Israel Wayburne (1983) is known, among other things, for employing famous activist and communist Rusty Bernstein. He’s responsible for a number of the maisonette flats (two down, two up) in Yeoville.

“Each building contributes to an interesting and varied landscape [compared, say, to monotonous Fourways],” said Bird.

One of his most well-known buildings is, in fact, the ohel at Westpark, which has a religious and aesthetic function (in spite of an unsightly drainpipe addition at the front). “Luckily Issie doesn’t have to see it as his grave is on the other side of the building,” Bird commented.

Louis Theodore Obel (1956), who was in partnership with his brother, Mark, was a graduate of the University of the Witwatersrand (Wits) – as were many of the architects mentioned. Obel and Obel made a great contribution to art deco architecture, including the Barbican Building (1930), which was the tallest building in Johannesburg at the time, Astor Mansions, one of Joburg’s first skyscrapers, and Beacon Royale flats (1934), at the bottom of Yeoville on Louis Botha Avenue.

Maurice Cowen (1990) contributed to the decorative facades of many of Joburg’s best-known schools, including Parktown Girls and Jeppe Boys, and the panels gracing 1930s-era Dunvegan Chambers, Roehampton Court, Shakespeare House, and Broadcast House in the Johannesburg CBD. The latter was the original home of the South African Broadcasting Corporation. The crazy antennae designed for the top of this building didn’t have any real function, McKechnie said, though it copied the antennae on top of the BBC, and there was briefly the idea of using it to dock airships.

Another Wits graduate, Leopold Grinker (1973), was an anti-establishment figure who disliked modernism. Grinker’s Normandie Court (1937) in Delvers Street, Newtown, combines art deco with his obsession with the streamlined form of ships. So too does Daventry Court in Killarney (also built in the 1930s), which was Killarney’s first modern block of flats.

Harold Leroith (also a Wits’ alma mater) is best known for designing Temple Emanuel in Parktown (1954). This minimalist, modern building has concrete recesses which make it sculptural and provide shade for its windows. It also shows concern for materials like stone and face brick.

Leroith also designed Redoma Court, which architects consider one of Johannesburg’s best buildings, and the iconic, shiplike San Remo (1937) Both are sadly in a dilapidated state in Yeoville.

Monty Sack, an architect and artist and another Wits graduate, (2009), incorporated the work of artists in Killarney Hills built on top of Killarney Ridge, built to house actors for the studio of American financier Isidore Schlesinger.
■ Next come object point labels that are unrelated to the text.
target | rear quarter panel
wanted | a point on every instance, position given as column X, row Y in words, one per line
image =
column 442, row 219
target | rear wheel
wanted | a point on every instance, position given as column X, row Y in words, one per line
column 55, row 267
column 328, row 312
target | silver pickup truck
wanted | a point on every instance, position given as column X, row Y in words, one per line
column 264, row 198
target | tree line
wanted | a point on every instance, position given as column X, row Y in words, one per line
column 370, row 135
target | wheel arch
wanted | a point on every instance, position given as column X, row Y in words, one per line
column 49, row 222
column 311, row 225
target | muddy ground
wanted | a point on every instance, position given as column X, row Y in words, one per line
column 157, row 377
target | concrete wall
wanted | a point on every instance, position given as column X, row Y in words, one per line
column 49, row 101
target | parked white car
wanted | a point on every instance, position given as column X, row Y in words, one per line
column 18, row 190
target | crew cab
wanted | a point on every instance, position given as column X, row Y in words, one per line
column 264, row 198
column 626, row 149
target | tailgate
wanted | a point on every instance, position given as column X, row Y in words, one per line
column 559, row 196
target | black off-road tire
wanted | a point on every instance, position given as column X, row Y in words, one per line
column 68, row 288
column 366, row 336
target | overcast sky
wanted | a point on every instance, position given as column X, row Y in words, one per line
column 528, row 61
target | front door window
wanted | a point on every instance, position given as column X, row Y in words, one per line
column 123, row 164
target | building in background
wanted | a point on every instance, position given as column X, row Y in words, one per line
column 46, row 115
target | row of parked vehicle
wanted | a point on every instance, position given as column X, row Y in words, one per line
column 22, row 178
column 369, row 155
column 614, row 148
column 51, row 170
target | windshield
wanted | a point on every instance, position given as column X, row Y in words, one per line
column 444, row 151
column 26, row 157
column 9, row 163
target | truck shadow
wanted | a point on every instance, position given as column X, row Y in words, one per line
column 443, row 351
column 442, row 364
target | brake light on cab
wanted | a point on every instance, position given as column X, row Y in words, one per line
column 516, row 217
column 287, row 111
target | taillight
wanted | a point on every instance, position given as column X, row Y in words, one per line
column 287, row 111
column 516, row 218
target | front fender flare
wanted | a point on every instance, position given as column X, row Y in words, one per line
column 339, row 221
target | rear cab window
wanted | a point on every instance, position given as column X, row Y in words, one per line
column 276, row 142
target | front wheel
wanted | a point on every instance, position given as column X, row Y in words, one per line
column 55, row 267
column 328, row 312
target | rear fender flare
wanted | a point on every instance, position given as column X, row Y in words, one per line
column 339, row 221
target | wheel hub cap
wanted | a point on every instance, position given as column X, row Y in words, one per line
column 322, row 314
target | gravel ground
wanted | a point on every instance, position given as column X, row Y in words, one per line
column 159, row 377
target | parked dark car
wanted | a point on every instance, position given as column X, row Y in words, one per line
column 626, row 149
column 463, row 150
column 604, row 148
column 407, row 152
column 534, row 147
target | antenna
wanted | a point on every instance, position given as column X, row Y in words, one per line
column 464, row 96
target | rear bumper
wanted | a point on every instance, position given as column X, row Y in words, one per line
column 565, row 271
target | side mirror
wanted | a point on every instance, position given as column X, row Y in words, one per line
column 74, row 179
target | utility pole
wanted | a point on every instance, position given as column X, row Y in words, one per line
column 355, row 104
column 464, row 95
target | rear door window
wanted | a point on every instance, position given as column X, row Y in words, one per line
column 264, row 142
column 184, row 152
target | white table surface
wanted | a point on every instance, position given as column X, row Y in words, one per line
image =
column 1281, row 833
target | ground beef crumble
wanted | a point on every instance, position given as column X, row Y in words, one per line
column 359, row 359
Sidney Abramowitch (2016) passionately lobbied to save Joburg’s historical buildings such as the Markham Building, and is known for designing Innes Chambers in 1963, now used by the National Prosecuting Authority. This unusual building with Y-shaped columns representing the scales of justice, was covered with mosaics, which recently had to be painstakingly restored.

Lastly, the tour touched on the work of Gerald Gordon (2016), also a Wits graduate, who the group described as “an outstanding brain who was unable to limit himself to any single factor”. Gordon, who incubated many of South Africa’s best-known architects in his many years of lecturing at Wits, is best known for designing mountain houses on Linksfield Ridge, such as 7 New Mountain Road (early 70s), which literally cling to the edges of cliffs.

He’s also known for developing a new construction method he named “thin-skin architecture” which uses no bricks and is extremely strong because of its monocoque construction (a type of construction used in cars and aeroplanes).

Like many others, the brilliance and bravery of these Jewish architects leaves a legacy that can’t be eradicated.